NICK GOSNELL
Hutch Post
HUTCHINSON, Kan. — After his election as Kansas next Attorney General on Tuesday, Kris Kobach is getting ready to hit the ground running.
"I'm going to be working hard getting some of our legislative bills ready," Kobach said. "There will be several things I will be proposing and pushing for in the legislature. Among those things will be a human trafficking bill, a bill increasing the penalty for those who traffic in drugs, specifically fentanyl, when it causes someone's death. We'll be working on that in the run-up."
Once he is sworn in come January, Kobach is certain there will be federal administrative actions his office will need to pay attention to.
"We'll be scrutinizing what the Biden administration is doing, very much being on guard," Kobach said. "I anticipate that the Biden administration will resort to even more executive orders that are on thin legal ice that may need to be challenged by the attorneys general of the states. Kansas will be leading that charge."
Though the balance of Congress is still in doubt, it is clear that the path to legislative change will likely be more difficult for the President, though maybe not as hard as was thought prior to Tuesday.
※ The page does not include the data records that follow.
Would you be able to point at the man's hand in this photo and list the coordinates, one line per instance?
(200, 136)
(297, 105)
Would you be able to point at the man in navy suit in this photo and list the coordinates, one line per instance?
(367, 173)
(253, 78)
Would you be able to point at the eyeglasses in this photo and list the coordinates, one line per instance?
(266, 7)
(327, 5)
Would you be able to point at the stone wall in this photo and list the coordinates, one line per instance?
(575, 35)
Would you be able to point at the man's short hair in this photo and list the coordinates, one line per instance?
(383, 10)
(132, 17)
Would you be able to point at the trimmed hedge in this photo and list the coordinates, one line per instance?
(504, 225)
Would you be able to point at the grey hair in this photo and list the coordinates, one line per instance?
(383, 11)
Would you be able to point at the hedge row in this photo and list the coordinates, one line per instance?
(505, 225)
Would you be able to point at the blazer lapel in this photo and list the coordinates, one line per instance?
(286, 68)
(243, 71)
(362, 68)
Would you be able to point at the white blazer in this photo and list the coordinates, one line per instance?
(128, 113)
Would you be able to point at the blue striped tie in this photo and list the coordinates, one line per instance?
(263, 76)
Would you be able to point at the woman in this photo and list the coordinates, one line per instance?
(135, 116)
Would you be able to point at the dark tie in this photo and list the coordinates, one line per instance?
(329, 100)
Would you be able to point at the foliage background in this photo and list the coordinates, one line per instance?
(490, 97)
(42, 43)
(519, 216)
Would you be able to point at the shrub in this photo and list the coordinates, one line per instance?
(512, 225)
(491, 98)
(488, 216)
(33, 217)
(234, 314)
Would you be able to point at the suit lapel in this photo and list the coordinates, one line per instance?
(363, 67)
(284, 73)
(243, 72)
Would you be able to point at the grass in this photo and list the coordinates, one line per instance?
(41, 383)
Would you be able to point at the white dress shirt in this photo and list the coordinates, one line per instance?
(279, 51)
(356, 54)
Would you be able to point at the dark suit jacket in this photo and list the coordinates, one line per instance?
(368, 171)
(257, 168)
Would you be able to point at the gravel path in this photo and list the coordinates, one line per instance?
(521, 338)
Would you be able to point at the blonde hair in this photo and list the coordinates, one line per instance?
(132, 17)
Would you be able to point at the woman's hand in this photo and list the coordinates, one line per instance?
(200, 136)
"We can remember what Barack Obama did when he lost Congress in 2010," Kobach said. "That's when he started just going crazy with executive orders and doing everything with his famous phrase of his phone and his pen. If Biden follows that course, it's going to be so important for attorneys general to be pushing back, because chances are what he does will be illegal."
Kobach cited the example of the student loan forgiveness program released this fall, which attorneys general from Republican states have argued violates the separation of powers as spending federal money is supposed to be the purview of Congress.